Waspada Kembalinya Politik Adu Domba
Mengutip pesan di awal tulisan, kedua belah pihak hendaknya sama-sama mengendalikan diri dari amarah. Yaitu, “Ketimbang marah, lebih berharga bila engkau mengalah dan menyingkir untuk mengutamakan perilaku welas asih kepada sesama”.
Bersama-sama, marilah mengingat kembali pesan nenek moyang, “Lombok Mirah Sasak Adi”. Artinya, kejujuran (lurus) merupakan permata kekayaan Lombok yang baik dan utama. Baru-baru ini Sirkuit Mandalika telah membawa nama harum Lombok di kancah internasional. Jangan sampai kericuhan terlebih sampai menggunakan isu SARA semakin meluas.

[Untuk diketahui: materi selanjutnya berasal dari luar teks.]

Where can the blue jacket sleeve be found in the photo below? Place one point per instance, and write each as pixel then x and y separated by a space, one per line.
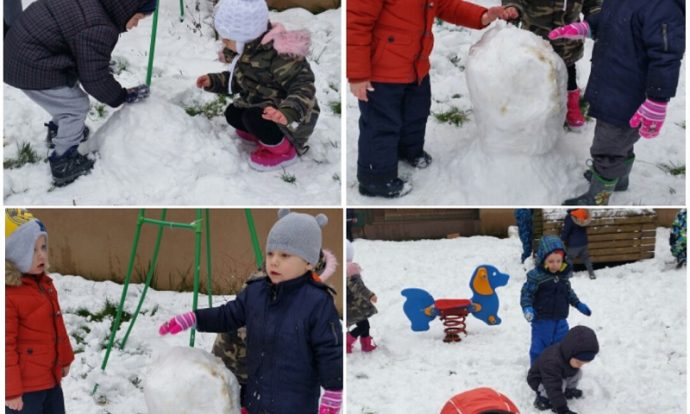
pixel 326 339
pixel 228 317
pixel 663 34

Sebab selain sirkuit dan wisata, ada cadangan lebih dari 1 miliar ton emas di Nusa Tenggara Barat yang harus bersama-sama diawasi seluruh masyarakat untuk kemakmuran bersama. Bila kita tak lekas bersatu, jangan-jangan harta karun 1 miliar ton emas milik Lombok (NTB) melenggang santai diangkut ke luar negeri.
Bila tersisa sedikit remahan pun, biasanya hanya dinikmati kalangan kecil untuk menambah buncit perut pejabat yang doyan suap. Sementara masyarakat yang bertikai sama-sama tetap miskin, bodoh, dan konyol.
Marilah kedua belah pihak duduk bersama menyeruput minuman rempah hangat di berugak sambil berseru, “Mari bersatu membangun Lombok, waspadai adu-domba antar SARA!”